Saying No To Our Kids

Our children are facing an unprecedented number of  choices, most of which are for things they don’t need.  Billions of dollars are spent to appeal to your children  and make them want something that you have to buy. It  makes me think of two questions for parents today. Are you  able to go to the store with your children and not get them  anything they say they want? Do you have unused toys  stuffed into containers at home but your kids still want  more? The answers shouldn’t come as any surprise to us  when we realize how many things are thrust upon our  children through various forms of advertising. You can see  the results of this in our communities where scooters that  were a must for all kids years ago lay dormant in garages.  Why can’t we say no to our kids? Why do our kids need to  have “what everyone else has”?

I have heard explanations from parents such as “well I  don’t want to disappoint him”. Or, “I didn’t have stuff  when I was a kid and I want it to be better for them”. But  if we don’t disappoint our children, when do they learn  disappointment?
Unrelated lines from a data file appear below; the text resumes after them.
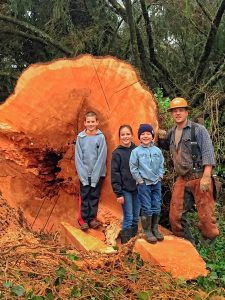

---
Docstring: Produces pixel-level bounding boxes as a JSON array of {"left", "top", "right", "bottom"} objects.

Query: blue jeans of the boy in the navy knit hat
[{"left": 138, "top": 181, "right": 162, "bottom": 216}]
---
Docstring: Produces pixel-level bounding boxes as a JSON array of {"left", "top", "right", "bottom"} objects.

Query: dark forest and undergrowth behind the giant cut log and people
[{"left": 0, "top": 0, "right": 225, "bottom": 296}]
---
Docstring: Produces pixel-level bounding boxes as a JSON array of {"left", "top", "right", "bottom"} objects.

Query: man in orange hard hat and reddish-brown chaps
[{"left": 159, "top": 98, "right": 219, "bottom": 242}]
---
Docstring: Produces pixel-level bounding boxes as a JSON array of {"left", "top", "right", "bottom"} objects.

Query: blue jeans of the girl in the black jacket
[{"left": 122, "top": 191, "right": 140, "bottom": 230}]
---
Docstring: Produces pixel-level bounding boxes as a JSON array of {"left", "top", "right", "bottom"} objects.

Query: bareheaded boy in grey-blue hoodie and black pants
[{"left": 75, "top": 111, "right": 107, "bottom": 231}]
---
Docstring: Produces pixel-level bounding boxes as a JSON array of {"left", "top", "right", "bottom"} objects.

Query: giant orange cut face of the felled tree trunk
[{"left": 0, "top": 55, "right": 158, "bottom": 236}]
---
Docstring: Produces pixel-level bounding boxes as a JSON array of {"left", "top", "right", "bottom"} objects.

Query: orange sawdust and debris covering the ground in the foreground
[{"left": 0, "top": 197, "right": 211, "bottom": 300}]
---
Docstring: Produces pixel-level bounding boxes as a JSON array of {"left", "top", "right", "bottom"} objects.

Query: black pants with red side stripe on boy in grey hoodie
[{"left": 78, "top": 178, "right": 102, "bottom": 225}]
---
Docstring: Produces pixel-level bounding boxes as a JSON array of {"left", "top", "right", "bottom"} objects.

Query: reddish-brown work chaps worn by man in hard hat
[{"left": 169, "top": 177, "right": 219, "bottom": 240}]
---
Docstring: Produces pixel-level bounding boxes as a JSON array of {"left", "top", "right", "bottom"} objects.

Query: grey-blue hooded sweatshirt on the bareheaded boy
[{"left": 75, "top": 129, "right": 107, "bottom": 187}]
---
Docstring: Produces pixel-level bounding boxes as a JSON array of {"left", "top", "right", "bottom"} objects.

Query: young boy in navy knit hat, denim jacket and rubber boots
[{"left": 130, "top": 124, "right": 164, "bottom": 244}]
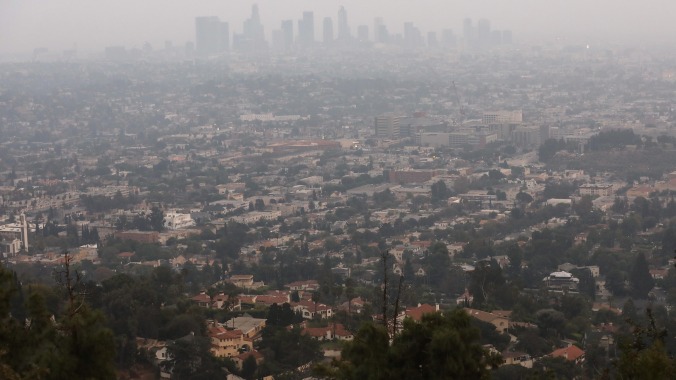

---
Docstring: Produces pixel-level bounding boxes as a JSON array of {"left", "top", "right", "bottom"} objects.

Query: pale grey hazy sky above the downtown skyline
[{"left": 0, "top": 0, "right": 676, "bottom": 53}]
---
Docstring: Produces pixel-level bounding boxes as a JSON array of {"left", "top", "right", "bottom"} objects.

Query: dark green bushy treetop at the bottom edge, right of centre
[{"left": 324, "top": 309, "right": 501, "bottom": 380}]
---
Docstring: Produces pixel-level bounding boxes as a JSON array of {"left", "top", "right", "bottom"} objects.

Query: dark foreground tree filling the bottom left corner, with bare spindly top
[{"left": 0, "top": 254, "right": 116, "bottom": 380}]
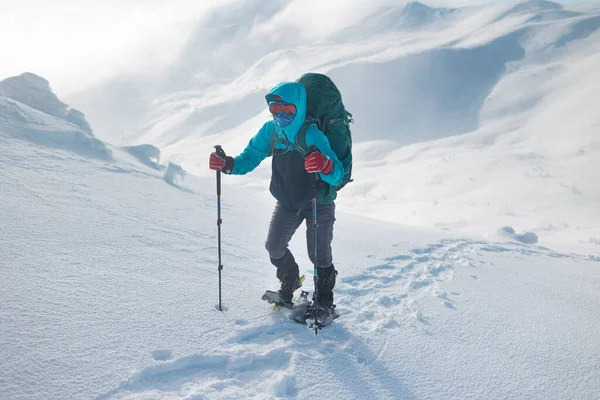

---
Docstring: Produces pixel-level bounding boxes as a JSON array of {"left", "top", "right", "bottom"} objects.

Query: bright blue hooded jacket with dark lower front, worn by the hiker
[{"left": 231, "top": 82, "right": 344, "bottom": 209}]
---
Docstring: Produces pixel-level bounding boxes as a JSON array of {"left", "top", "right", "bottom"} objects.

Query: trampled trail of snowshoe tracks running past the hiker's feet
[{"left": 97, "top": 239, "right": 600, "bottom": 400}]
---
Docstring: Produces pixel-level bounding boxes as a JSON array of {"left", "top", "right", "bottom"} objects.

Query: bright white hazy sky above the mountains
[{"left": 0, "top": 0, "right": 596, "bottom": 96}]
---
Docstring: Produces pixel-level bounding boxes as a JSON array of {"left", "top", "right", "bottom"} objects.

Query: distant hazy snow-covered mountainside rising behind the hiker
[{"left": 67, "top": 0, "right": 600, "bottom": 251}]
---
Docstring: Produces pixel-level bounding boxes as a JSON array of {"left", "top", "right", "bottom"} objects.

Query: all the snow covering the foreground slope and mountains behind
[{"left": 0, "top": 0, "right": 600, "bottom": 400}]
When do they learn to deal with emotions  around disappointment? When will we learn to face their  feelings of disappointment and not need to “make it up to  them”? If we step back for a moment and look at the  process of saying “no” to our kids we may learn a new  approach to this issue.

The first part of the process is the request. Your  child will ask you for something he or she wants. The  second part is a time of thought – you have to decide yes  or no. Take a moment at this point in the process because  once you decide, there is no going back! “Yes” is always  easier and is certainly ok at times. “No” is harder  because when we say “no” we can expect argument, emotion  and behavior. It is dealing with these three factors in  the process that makes it hard for parents to say “no”. Here’s how to deal with these three factors.

If you think about your decision well enough then  don’t get into an argument. No, means no! Just keep  saying no. Then comes the emotion and the behavior.  Emotion needs understanding. (I know that disappoints you,  I’m sorry about that) and behavior (that means acting out,  crying, tantrums or other kinds of fits) deserve a cold  shoulder no matter how embarrassing!

Using this system our kids learn over time to deal  with disappointment. They ask for less and they turn out  fine – perhaps better than kids who expect to get  everything.

I have seen kids in third world countries such as  Honduras play and interact with a lot less than our kids  have. In our country where we have so much, perhaps all  parents should work on disappointing their kids more. At  the same time if we give our time or resources to good  causes, our kids can learn that it isn’t all about them and  what they get. It is about all of us getting and learning  what we need.